Tragua arancelaria y “efecto Boeing” fueron los principales acuerdos económicos

Este anuncio funciona como un respirador para la industria aeroespacial estadounidense y como un trofeo simbólico que el presidente norteamericano no tardará en capitalizar ante su electorado como una reducción del déficit comercial bilateral. En sintonía con esto, la diplomacia comercial reactivó las compras masivas en el sector agropecuario y energético. China volverá a importar volúmenes clave de soja y carne de ternera, y selló acuerdos a largo plazo para adquirir gas natural licuado, llevando tranquilidad a los productores del Medio Oeste de Estados Unidos.

De todos modos, detrás de las fotos oficiales y los apretones de manos, la disputa por el control tecnológico no cedió un milímetro. El mandatario estadounidense remarcó que la seguridad nacional y la soberanía tecnológica de su país no están en discusión.
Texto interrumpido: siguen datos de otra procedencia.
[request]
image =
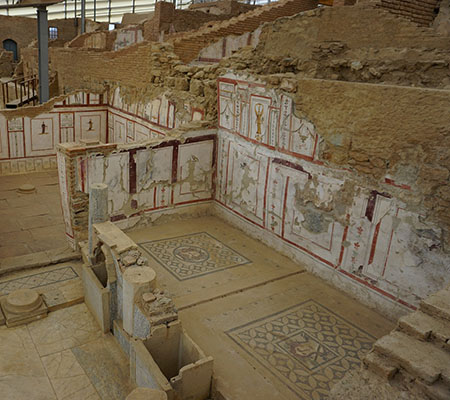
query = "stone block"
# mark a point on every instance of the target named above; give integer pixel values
(438, 304)
(147, 394)
(380, 365)
(23, 306)
(422, 360)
Washington mantuvo intactas las restricciones severas a la exportación de semiconductores avanzados, microchips de última generación y herramientas críticas para el desarrollo de Inteligencia Artificial hacia el mercado chino.

Por su parte, la delegación china hizo pesar su dominio en un terreno estratégico: el control casi absoluto del refinamiento de tierras raras y minerales críticos, vitales para la industria electrónica y la transición energética global. La cumbre dejó planteada una cooperación mínima para no estrangular estos flujos mineros, lo que garantiza el abastecimiento de sectores industriales de Occidente, como el automotriz y el de las telecomunicaciones, pero bajo la advertencia implícita de que Beijing maneja la llave de esos recursos.
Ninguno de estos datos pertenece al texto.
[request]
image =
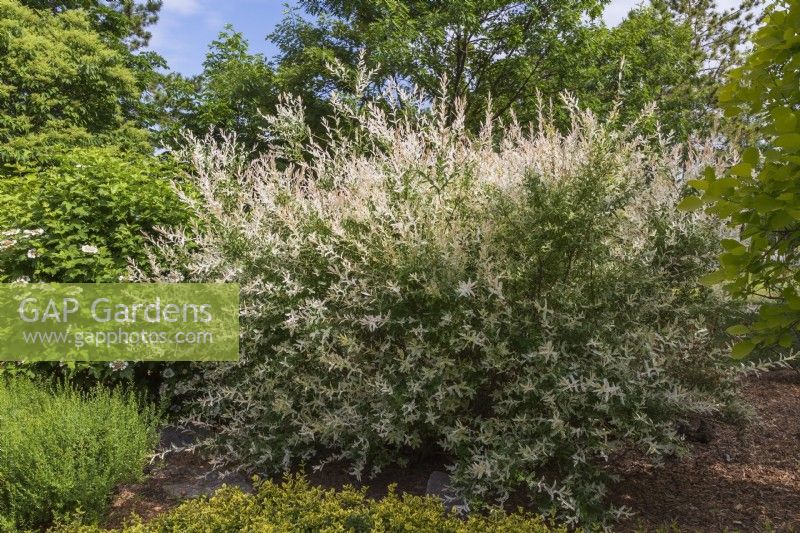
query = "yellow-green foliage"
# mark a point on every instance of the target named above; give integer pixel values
(294, 505)
(62, 450)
La agenda económica estuvo completamente entrelazada con la geopolítica regional. La crisis en Oriente Medio y el mercado del petróleo ocuparon un espacio central en las conversaciones a puerta cerrada. Washington presionó directamente al gobierno de Xi Jinping, para que use su peso diplomático y ayude a enfriar las tensiones en el Estrecho de Ormuz y el Golfo Pérsico.
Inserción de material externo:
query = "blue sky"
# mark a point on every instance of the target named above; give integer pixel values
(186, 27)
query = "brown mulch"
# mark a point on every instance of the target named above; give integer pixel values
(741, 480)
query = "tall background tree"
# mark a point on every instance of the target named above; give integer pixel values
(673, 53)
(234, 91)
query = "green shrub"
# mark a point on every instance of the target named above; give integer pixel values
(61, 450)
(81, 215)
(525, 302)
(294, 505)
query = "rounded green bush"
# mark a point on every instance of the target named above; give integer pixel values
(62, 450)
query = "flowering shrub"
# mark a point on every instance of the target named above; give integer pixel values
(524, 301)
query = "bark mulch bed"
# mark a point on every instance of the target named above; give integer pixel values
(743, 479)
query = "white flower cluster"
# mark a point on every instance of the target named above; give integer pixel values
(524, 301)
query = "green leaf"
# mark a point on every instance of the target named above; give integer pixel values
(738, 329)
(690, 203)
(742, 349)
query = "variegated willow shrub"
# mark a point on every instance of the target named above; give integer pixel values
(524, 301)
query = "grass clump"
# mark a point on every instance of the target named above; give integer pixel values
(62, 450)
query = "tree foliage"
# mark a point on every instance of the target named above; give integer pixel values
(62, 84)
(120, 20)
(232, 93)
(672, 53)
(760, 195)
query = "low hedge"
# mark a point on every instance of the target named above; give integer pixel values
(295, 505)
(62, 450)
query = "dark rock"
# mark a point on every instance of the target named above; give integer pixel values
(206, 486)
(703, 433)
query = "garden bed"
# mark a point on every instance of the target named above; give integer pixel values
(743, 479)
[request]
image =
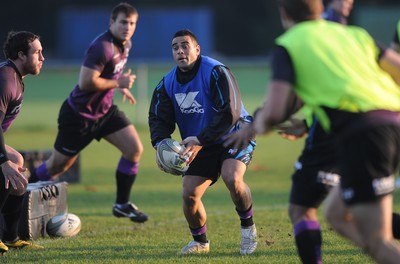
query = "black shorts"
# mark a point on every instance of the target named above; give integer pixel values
(76, 132)
(208, 162)
(311, 185)
(368, 161)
La señal de que China está dispuesta a ejercer cierta influencia moderadora sobre Teherán funcionó como un calmante financiero inmediato, descomprimiendo la prima de riesgo geopolítico y estabilizando el precio del barril de crudo, una variable crítica para las políticas monetarias de los bancos centrales occidentales.

Ambos mandatarios mantuvieron una reunión privada

Pese a este respiro, el equilibrio regional sigue siendo delicado. El caso de Taiwán sobrevoló cada jornada de debate. Xi Jinping fue explícito al advertir a la delegación norteamericana que un manejo imprudente de la cuestión taiwanesa, la línea roja más sensible para la soberanía china, rompería cualquier posibilidad de entendimiento y conduciría inevitablemente a un escenario de conflicto abierto. La postura de Beijing dejó en claro que la fluidez de las concesiones económicas y las compras de productos estadounidenses estará condicionada al comportamiento de Washington respecto al suministro de armamento a Taipéi.

En definitiva, la cumbre en la capital china cambió temporalmente las declaraciones hostiles por las formas de la diplomacia tradicional y las cortesías mutuas, pero las bases de la desconfianza mutua no se movieron. El nuevo mapa económico post-cumbre se configura bajo la forma de una paz armada comercial, donde ambas potencias entienden que están demasiado conectadas como para forzar un quiebre definitivo, pero donde la carrera por la hegemonía global sigue su curso sin tregua real a la vista.